Outras medidas importantes para fazer face à recessão foram várias alterações no packaging, na logística e no transporte das mercadorias (alguns exemplos podem ser visto na Caixa 2), de forma a reduzir custos, tendo o grupo conseguido poupar entre 2009 e 2010 mais de 2.200 milhões de euros!

Por tudo isto não é de admirar que Roig tenha sido dado como exemplo de empreendorismo pelo editorial do El País em Março de 2011. Para Roig um alto padrão de vida exige uma alta produtividade e isso implica remover tudo o que não acrescenta valor, mesmo que seja impopular, ilustrando com o nível de absentismo do país que representa um desperdício de 18 milhões de euros dos salários pagos.

Com a crise a manter-se, será que outros retalhistas mundiais vão seguir o exemplo da Mercadona?

História da Mercadona
1977 – Fundação do grupo pelo pai do actual presidente, Francisco Roig
1981 – Juan Roig e a sua mulher compram o grupo Mercadona à família
1982 – Primeiro retalhista Espanhol a usar código de barras
1988 – Aquisição do grupo Superette
1989 – Aquisição do grupo Cesta Distribución, que permitiu ao Mercadona a expansão para Madrid
1991 – Aquisição dos retalhistas Dinos e Super Aguilar
1993 – Introdução “Todos os dias preços baixos”
1996 – Introdução da Marca propria
1998 – Aquisição do grupo Paquer na Catalunha
1999 – Processo de passar a quadros efectivos todos os quadros do grupo
2004 – Decisão de fechar aos Domingos de forma a proporcionar melhor qualidade de vida aos empregados
2006 – A cadeia abre a 1.000ª loja
2007 – A cadeia atinge 60.000 empregados, todos com contracto efectivo
2009 – Anúncio da maior redução de preços de forma a manter o nível de preços
2011 – Turnover de 16.485€ milhões. Lucro de €398 milhões (crescimento de 47%)

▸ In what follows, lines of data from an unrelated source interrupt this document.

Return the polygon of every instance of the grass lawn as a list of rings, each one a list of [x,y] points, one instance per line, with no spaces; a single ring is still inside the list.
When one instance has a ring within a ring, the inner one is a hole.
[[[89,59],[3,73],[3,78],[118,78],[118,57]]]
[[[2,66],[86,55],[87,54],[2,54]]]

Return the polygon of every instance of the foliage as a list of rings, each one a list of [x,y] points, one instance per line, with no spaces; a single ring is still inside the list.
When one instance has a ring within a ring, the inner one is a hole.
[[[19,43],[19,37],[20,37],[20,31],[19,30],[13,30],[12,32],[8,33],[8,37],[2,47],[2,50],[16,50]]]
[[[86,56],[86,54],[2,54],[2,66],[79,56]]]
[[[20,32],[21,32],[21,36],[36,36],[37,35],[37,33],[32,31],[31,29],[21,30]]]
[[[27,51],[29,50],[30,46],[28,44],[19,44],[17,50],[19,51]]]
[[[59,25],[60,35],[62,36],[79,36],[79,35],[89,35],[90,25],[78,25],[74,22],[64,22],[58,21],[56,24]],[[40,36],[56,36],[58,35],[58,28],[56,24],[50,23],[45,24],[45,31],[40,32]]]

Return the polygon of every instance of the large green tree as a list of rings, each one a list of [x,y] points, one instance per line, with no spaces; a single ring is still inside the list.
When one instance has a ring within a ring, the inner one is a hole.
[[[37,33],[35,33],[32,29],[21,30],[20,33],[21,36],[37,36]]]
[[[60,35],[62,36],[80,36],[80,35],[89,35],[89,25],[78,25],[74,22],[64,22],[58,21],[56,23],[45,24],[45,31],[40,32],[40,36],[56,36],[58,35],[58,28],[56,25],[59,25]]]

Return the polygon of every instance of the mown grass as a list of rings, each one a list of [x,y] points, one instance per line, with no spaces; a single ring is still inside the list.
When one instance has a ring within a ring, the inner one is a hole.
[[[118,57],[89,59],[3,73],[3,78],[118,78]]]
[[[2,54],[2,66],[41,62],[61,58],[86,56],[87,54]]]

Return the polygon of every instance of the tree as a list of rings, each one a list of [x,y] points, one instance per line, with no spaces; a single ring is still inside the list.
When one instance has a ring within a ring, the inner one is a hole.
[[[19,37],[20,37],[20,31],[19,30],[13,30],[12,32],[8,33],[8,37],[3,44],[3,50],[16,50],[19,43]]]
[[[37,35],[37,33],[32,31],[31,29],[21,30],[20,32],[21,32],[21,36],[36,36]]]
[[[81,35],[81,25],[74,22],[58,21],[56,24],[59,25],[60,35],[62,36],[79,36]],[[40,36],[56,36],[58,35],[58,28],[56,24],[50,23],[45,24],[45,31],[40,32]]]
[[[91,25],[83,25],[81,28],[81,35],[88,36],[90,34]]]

Poupanças de algumas medidas do Mercadona
O Mercadona poupou € 2 Mil Milhões através de medidas específicas de redução de custos. Alguns dos exemplos com maior impacto:

Anchovas: alteração do packaging de metal para plástico. Eliminação de caixas de papelão para plástico.
Poupança Anual: €3.000.000

Ovos: redução da tinta usada no packaging e eliminação do cartão da caixa no transporte.
Poupança Anual: 370.000€

Pizza fresca: alteração das caixas de transporte para serem também caixas de demonstração e melhoramento na logística.
Poupança Anual: €3.229.215

Peixe Congelado: alteração do packaging e melhoramentos na logística.
Poupança Anual: €3.328.931

Pasta de dentes: alteração da fórmula e do tamanho da embalagem para 125ml.
Poupança Anual: 1.800.000€

Agua Melhoramento da logística de transporte com mais unidades por palete.
Poupança Anual: 1.125.000€

Pão Fatiado: Transportar mais por menos, através de embalagens de 15 fatias em vez de 12.
Poupança Anual: 3.400.000€

Presunto: Melhoramento no processo e investimento em novas linhas de produção.